How to Combat Burnout in the Workplace?
In the midst of the pandemic, burnout became a pressing concern for many in Singapore, impacting mental health more than the restrictions themselves. Our work culture often prioritises professional responsibilities over personal well-being, leaving many feeling like machines rather than human beings.
In a survey of mental health across different Asian societies, Singapore was the only place where burnout was the leading factor affecting mental health during the pandemic.
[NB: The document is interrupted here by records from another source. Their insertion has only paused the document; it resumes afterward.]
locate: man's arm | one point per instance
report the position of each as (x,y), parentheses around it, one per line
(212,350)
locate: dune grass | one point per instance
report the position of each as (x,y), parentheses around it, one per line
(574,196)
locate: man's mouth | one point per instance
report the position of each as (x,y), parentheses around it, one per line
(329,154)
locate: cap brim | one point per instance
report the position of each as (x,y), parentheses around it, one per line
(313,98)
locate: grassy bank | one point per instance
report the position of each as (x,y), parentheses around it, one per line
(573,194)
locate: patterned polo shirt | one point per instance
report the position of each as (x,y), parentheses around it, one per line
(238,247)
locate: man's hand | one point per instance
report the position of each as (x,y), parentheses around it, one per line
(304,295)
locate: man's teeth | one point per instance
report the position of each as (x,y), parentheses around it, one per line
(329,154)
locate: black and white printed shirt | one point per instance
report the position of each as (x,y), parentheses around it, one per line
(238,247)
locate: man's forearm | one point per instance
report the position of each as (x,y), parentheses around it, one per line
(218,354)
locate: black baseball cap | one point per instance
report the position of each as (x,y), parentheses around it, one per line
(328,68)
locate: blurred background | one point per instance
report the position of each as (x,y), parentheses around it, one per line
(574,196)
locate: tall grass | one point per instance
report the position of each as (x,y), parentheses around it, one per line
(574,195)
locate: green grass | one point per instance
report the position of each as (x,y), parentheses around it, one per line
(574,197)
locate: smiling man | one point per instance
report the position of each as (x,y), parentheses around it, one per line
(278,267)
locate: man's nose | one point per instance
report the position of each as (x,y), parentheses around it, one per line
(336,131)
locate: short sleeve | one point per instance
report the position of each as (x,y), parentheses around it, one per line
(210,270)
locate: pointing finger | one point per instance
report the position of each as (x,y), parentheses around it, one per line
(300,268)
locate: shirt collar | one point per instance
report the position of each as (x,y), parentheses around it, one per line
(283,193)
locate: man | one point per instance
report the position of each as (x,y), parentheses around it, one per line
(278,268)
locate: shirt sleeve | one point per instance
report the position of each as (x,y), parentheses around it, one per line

For many, this looked like waking up just in time for work, continuing overtime and ending the day too tired to do anything else. Months into the process, this can make one feel more like a machine, than a human being.
The World Health Organisation (WHO) defines burnout as a “syndrome conceptualised as resulting from chronic workplace stress that has not been successfully managed. It is characterised by three dimensions: feelings of energy depletion or exhaustion; increased mental distance from one’s job, or feelings of negativism or cynicism related to one's job; and reduced professional efficacy.”
It is a response from employees that could lead to an underlying problem in the way the workplace is structured. Burnout often comes out in the form of dread, anxiety, irritability and resentment.
With these feelings, one can be less productive and withdrawn, both at work and in one’s personal life.
How to Prevent Employee Burnout?
The most important asset to an organisation is its people and its employees’ well-being. And not addressing employee burn-out puts organisations at risk.
But worry not! There are ways to combat workplace burn-out. Here are four helpful tips that can create positive change:
Encourage Open Discussions
It's time to address the elephant in the room and have candid conversations about sensitive topics.
Working overtime, skipping lunch breaks, inadequate compensation – all these factors contribute to burnout. By opening up about these challenges, you can prevent your employees feeling burnt-out in the first place.
Prioritise Employee Well-Being and Benefits
At the heart of a thriving workplace lies the well-being of its employees.
It's crucial to let employees know that benefits are available for their use and that prioritising rest is essential.
In today's fast-paced society, finding time for rest can be challenging, especially when stress levels soar and tasks pile up. However, it's vital to recognise that operating from a constant state of anxiety and stress can take a toll on work output.
For optimal performance, employees must have their stress levels under control and feel well-refreshed and rested. Introducing a little playfulness in the workplace can go a long way!
This ensures that they can produce their best work and achieve their full potential. One way to foster a supportive work environment is by having regular check-ins or one-on-one meetings. Creating an open and trusting space allows employees to freely share their thoughts, ask questions, or express concerns.
Get to Know Your Employees on a Personal Level
It's important to go beyond the workplace and get to know your employees on a personal level.
Showing genuine interest in their lives outside of work reaffirms that they are more than just their job titles; they are unique individuals with dreams and passions. They are not mere products of the organisation, but valuable members who contribute their talents and hard work. When employees feel valued for who they are as people, not just for their roles, they develop a sense of irreplaceability.
This, in turn, boosts employee retention as they are more likely to stay committed to an organisation that recognises and appreciates their individuality.
Empower Employees to Prioritise Self-Care
Boundaries are rules that people set and abide by in order to protect energy, fulfilment and work-life balance.
Boundaries can look anything like not checking your phone past 6pm, or not working on the weekends. And employers should encourage employees to prioritise themselves. Setting boundaries is extremely important for work-life balance, and the best and hardest part is… you have to set and abide by them!
Addressing the question about how to combat burn-out in the workplace requires a collective effort.
Employers and employees alike must work together to foster a workplace that values well-being above all else.
By taking proactive steps, such as encouraging open discussions, prioritising employee well-being, fostering personal connections, and empowering self-care, you can pave the way to a happier, healthier work environment.
So, start the conversation and pave the path to a brighter, more empathetic future, where well-being is at the forefront of professional lives.